Alguien entró en ese momento a su oficina. Desde su perspectiva, le pareció que era algún compañero del periódico. El gigante se acercó a la pantalla y se sorprendió al verla encendida a aquellas horas de la noche. Vio también la diminuta figura de su colega, que chillaba, brincaba y gesticulaba para hacerse rescatar. El periodista reparó en él pero no lo reconoció. Se limitó a sonreír. Asumió que se trataría de alguna broma o mascota cibernética que su colega solía manipular para aliviar un poco la sensación de esterilidad de la pantalla. Entonces se inclinó sobre el aparato y, con el ceño fruncido, procedió a deshacerse de la irrisoria imagen. La desesperación del crítico no conoció límites. La manaza se posó sobre las teclas, sin duda para aniquilarlo. Vociferó, golpeó con todas sus fuerzas la pantalla, gesticuló como un poseso… pero todo fue inútil.

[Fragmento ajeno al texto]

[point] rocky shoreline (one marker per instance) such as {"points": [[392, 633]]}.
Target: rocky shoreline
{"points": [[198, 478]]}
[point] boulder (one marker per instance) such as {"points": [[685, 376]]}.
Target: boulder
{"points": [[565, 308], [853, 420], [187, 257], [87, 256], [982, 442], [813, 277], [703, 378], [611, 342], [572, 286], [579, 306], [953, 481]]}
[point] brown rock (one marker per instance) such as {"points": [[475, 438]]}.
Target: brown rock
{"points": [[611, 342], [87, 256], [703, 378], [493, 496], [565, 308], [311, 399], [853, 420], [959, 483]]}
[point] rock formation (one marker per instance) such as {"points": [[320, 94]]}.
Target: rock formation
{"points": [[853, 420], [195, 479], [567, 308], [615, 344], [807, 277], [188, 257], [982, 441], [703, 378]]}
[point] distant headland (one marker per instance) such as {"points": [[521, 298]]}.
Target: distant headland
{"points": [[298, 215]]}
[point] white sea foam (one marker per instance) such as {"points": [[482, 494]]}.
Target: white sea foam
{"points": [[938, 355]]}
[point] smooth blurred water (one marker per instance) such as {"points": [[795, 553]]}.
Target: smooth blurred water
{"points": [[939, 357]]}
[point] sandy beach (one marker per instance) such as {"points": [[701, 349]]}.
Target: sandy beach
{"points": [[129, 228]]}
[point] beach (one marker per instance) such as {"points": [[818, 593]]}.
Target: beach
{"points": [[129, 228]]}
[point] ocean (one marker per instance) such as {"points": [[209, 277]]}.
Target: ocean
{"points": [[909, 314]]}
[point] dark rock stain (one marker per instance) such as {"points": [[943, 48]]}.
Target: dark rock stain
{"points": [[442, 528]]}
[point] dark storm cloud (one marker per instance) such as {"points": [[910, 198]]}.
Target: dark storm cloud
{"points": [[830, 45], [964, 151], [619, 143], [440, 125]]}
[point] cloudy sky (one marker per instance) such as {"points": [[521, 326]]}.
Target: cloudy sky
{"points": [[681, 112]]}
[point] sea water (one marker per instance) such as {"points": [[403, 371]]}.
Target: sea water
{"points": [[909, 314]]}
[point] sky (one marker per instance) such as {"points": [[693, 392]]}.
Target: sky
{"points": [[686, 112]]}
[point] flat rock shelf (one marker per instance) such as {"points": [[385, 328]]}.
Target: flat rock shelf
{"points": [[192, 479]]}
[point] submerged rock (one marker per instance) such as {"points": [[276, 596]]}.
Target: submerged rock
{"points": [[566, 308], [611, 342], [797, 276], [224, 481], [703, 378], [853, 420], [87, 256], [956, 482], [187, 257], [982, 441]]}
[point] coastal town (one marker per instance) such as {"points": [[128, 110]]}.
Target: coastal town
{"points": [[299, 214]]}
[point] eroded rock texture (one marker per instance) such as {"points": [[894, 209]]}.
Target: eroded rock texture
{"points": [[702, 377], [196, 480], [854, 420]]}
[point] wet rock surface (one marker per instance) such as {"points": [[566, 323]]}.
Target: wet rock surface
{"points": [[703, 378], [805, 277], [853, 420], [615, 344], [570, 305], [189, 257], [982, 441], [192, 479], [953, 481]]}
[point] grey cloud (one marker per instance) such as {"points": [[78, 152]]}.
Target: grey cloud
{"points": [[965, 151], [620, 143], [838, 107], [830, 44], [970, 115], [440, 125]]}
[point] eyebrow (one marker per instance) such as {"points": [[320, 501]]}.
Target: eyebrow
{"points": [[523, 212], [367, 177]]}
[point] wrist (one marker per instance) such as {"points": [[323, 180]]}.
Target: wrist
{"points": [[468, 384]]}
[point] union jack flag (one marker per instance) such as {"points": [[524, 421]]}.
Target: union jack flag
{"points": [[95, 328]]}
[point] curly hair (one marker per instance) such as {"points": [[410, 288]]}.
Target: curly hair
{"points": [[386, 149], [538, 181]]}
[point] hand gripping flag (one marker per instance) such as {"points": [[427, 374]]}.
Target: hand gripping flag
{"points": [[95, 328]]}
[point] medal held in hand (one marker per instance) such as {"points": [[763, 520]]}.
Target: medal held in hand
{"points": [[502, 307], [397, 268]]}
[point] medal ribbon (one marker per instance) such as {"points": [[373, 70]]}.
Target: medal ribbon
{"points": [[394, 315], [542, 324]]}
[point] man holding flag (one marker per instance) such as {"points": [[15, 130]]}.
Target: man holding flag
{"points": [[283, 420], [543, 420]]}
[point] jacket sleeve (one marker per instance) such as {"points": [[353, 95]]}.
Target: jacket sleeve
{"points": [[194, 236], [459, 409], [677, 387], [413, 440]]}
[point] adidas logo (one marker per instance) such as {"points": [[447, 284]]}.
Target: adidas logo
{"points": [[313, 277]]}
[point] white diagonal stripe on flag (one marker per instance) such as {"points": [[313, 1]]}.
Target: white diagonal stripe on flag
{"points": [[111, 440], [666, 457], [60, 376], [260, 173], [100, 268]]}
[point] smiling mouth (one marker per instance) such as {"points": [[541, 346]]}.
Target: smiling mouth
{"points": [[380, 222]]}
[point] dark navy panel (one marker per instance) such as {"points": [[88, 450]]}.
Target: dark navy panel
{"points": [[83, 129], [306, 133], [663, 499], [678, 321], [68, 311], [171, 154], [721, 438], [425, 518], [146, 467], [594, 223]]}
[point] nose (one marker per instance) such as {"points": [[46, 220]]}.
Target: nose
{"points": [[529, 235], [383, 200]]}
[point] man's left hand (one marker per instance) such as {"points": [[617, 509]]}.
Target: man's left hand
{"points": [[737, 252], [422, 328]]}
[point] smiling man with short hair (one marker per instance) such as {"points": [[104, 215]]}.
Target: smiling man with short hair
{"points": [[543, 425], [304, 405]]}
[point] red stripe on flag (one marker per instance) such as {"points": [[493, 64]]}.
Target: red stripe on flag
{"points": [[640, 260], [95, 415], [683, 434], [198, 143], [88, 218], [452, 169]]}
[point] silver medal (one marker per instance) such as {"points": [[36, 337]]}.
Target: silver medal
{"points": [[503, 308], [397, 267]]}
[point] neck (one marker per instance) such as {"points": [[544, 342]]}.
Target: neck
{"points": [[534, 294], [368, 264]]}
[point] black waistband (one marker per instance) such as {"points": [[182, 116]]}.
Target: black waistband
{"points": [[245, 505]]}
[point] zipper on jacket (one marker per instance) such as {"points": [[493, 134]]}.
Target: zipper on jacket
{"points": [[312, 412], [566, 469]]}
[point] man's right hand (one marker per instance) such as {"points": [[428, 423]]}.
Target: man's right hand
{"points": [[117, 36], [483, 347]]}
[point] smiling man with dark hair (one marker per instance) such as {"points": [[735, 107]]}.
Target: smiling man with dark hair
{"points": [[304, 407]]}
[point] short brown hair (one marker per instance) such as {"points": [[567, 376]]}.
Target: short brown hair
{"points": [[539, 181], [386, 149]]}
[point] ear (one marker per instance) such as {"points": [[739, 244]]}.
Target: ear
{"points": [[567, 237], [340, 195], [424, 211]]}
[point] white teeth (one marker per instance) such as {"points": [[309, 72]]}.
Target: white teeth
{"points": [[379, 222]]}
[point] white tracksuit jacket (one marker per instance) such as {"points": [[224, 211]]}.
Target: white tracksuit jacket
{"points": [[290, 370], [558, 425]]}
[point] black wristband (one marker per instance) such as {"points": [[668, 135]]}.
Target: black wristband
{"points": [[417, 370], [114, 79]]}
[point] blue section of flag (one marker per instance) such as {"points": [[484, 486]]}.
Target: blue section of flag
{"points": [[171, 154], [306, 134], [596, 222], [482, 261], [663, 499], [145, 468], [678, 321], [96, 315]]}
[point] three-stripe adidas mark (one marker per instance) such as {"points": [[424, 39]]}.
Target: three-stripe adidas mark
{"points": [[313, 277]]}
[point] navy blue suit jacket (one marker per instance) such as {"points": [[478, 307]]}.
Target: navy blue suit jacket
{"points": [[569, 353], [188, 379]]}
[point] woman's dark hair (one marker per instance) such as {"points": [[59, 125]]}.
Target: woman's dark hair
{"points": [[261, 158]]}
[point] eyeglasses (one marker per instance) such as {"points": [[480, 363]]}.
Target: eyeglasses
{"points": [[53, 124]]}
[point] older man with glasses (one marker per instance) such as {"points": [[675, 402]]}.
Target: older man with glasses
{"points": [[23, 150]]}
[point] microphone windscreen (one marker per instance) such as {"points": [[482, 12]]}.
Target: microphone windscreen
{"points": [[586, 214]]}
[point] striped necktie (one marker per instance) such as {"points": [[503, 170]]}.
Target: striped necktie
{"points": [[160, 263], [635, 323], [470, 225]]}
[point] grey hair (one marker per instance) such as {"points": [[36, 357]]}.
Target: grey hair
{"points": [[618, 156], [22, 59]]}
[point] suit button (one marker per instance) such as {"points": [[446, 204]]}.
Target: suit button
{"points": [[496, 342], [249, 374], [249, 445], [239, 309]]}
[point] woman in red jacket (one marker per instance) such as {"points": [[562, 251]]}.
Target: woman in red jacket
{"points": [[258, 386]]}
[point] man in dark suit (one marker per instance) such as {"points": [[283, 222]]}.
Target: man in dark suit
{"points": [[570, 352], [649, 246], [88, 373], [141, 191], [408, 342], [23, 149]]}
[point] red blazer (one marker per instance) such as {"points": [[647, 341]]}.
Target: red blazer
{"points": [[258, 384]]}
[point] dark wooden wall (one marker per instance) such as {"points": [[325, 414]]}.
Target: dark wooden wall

El periodista no lo reconoció, y se limitó a reír de los aspavientos del monigotillo. “¡Ah, hay colegas que no saben qué hacer, con tal de sentirse menos solos ante sus computadoras!” –reflexionó–. Procedió a borrar la imagen del crítico. Fue cuestión de nanosegundos y su ser evanesció de la pantalla. Era posible que aun cuando borrada, su espectral, diminuta ánima errase aun en alguna comarca del ciberespacio. Pero no contento con haber eliminado a la marionetilla, el colega lo envió a la sección de “basura”. Luego, la muerte definitiva, la muerte de las muertes: vació el bote de basura entre los “desechos definitivamente eliminados”. No era imposible que algo de él hubiese quedado deambulando en la atroz soledad del disco duro, pero eso nadie nunca lo sabría, y para extraerlo de aquel limbo sería menester de autorización policial y del afanoso trabajo de un técnico. Estaba muerto, o quizás (lo cual me parece mucho peor) muerto – vivo en la entraña de una máquina que algún día iría a parar a su vez al bote de la basura. Borrado de la vida. Robado al ser. Muerto o desterrado en un mundo del que no había salida, toda vez que a nadie se le ocurriría buscarlo en semejantes lares. Por miserable. Por figurón. Por construir su risible gloria sobre el honesto trabajo de los demás. Por querer ser, y ser a toda costa –en los medios, que es el actual horizonte de la existencia– había quedado nihilizado. Ni siquiera tuvo tiempo de terminar su última crítica.

Los intérpretes ciertamente no lo echaron de menos. El público no lo echó de menos. Los lectores del periódico no lo echaron de menos. Los colegas no lo echaron de menos. El espíritu de la música no lo echó de menos. Cretinos de esta estofa están hechos para desaparecer sin dejar traza ninguna de su estéril vida. Alguien sugirió en la siguiente representación de la ópera que se le guardase un minuto de silencio. A regañadientes, el director aceptó. Pero no hubo silencio. Los caballos utilizados en el montaje, escogieron justo ese momento para defecar en escena, y ello de manera masiva y sinfónica. El teatro entero reventó de risa, y tan pronto los utileros recogieron la boñiga, el director dio inicio a la obra. Nunca nadie habría evanescido de manera tan imperceptible, tan inadvertida, tan carente de toda resonancia, impacto u homenaje. A decir verdad, cabía incluso preguntarse: ¿había existido, el miserable?